Akhirnya mereka disudahi nyawanya dan dilemparkan ke dalam sumur tua lalu ditimbun dengan lumpur, sampah, dan daun-daunan.
Dalang-dalang dan lakon yang dipersiapkan
Lettu Dul Arief tidaklah bergerak sendiri. Ia didalangi oleh sesuatu kekuatan gelap yang telah beberapa lama menantikan saat untuk memainkan lakon yang kita persaksikan pada tanggal 1 Oktober 1965 itu.
Adapun persiapan-persiapan khusus terakhir bagi pelaksanaannya dibicarakan dalam serangkaian rapat gelap yang mempertemukan tokoh-tokoh utama daripada petuangan itu.

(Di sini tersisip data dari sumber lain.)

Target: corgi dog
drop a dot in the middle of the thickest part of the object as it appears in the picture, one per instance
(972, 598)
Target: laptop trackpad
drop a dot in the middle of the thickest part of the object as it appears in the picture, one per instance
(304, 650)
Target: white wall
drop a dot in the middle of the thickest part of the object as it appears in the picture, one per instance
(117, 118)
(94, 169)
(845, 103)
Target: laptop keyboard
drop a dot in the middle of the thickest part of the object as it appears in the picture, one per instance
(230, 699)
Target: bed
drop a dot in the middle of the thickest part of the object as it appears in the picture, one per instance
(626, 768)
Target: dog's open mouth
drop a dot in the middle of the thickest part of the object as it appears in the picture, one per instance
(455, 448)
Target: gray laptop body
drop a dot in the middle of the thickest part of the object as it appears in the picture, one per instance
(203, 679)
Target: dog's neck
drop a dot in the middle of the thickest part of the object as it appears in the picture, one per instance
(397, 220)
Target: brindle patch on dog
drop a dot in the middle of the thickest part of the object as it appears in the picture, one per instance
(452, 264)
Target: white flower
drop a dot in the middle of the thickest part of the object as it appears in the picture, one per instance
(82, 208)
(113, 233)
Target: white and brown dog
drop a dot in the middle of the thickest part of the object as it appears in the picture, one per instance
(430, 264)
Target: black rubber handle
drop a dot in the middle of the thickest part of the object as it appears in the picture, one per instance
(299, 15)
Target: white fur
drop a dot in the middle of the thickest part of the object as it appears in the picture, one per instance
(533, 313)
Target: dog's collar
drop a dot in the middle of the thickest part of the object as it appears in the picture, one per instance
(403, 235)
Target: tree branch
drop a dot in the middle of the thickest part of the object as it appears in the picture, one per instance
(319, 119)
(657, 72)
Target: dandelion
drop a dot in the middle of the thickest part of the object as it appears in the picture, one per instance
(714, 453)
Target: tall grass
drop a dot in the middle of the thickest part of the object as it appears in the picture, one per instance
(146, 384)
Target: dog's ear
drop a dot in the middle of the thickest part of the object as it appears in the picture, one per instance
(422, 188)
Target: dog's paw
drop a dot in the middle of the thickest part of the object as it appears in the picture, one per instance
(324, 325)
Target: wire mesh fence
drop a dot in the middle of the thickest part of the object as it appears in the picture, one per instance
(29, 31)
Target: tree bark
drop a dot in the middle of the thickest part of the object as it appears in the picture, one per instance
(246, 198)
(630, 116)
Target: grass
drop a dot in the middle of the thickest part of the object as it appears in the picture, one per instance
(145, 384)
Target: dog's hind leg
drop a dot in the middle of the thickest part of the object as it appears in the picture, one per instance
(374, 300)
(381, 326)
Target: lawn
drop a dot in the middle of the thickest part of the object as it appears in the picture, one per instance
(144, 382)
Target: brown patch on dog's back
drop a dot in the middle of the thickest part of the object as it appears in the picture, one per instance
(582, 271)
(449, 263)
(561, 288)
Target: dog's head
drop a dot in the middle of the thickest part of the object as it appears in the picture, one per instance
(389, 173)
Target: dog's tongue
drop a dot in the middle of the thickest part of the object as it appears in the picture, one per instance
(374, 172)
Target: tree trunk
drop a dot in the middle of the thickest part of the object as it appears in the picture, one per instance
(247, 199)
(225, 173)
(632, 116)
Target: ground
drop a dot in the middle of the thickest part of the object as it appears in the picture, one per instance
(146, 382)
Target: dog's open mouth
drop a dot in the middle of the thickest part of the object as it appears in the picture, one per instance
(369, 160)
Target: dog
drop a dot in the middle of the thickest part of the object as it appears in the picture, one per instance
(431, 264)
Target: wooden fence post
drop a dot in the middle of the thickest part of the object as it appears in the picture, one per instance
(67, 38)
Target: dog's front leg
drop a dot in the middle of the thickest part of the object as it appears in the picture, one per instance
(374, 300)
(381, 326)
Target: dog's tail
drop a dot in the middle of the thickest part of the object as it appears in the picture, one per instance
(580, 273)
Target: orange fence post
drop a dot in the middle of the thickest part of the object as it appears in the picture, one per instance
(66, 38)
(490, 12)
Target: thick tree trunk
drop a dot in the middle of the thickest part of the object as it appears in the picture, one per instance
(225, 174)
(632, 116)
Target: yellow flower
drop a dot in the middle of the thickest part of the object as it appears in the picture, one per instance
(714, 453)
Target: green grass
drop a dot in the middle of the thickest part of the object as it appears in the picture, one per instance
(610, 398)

Tokoh-tokoh itu terdiri atas dua golongan, yakni golongan “pembina” dan golongan yang dibina.
Para “pembina" terdiri atas petugas-petugas PKI, sedangkan yang dibina (dalam hal ini) adalah perwira-perwira ABRI.
Yang dibina tidak selalu saling mengenal selaku orang-orang yang se-ideologi ; untuk keperluan-keperluan khusus kadang-kadang mereka dipertemukan oleh para pembinanya.
Demikianlah, Untung diberitahu oleh pembinanya yang bernama Sujono, bahwa pada tanggal 3 September akan ada rapat di mana ia akan diperkenalkan dengan (eks) Kolonel Latief, Komandan Brigade I Infantesri/Jayakarta, (eks) Major Udara Sujono, Komandan Resimen Pasukan Pengawal Pangkalan (P3) PAU Halim.
Rapat pada tanggal 3 September 1965 itu merupakan rapat pertama untuk merupakan persiapan terakhir bagi gerakan 1 Oktober 1965.
Yang hadir dari pihak “pembina" adalah: Sam dan Supono (yang menurut eks- Kolonel Latief adalah “pengawal” D.N. Aidit), sedang dari pihak yang dibina adalah: Latief, Untung, Sujono dan tuan rumah (eks) Kapten Wahyudi.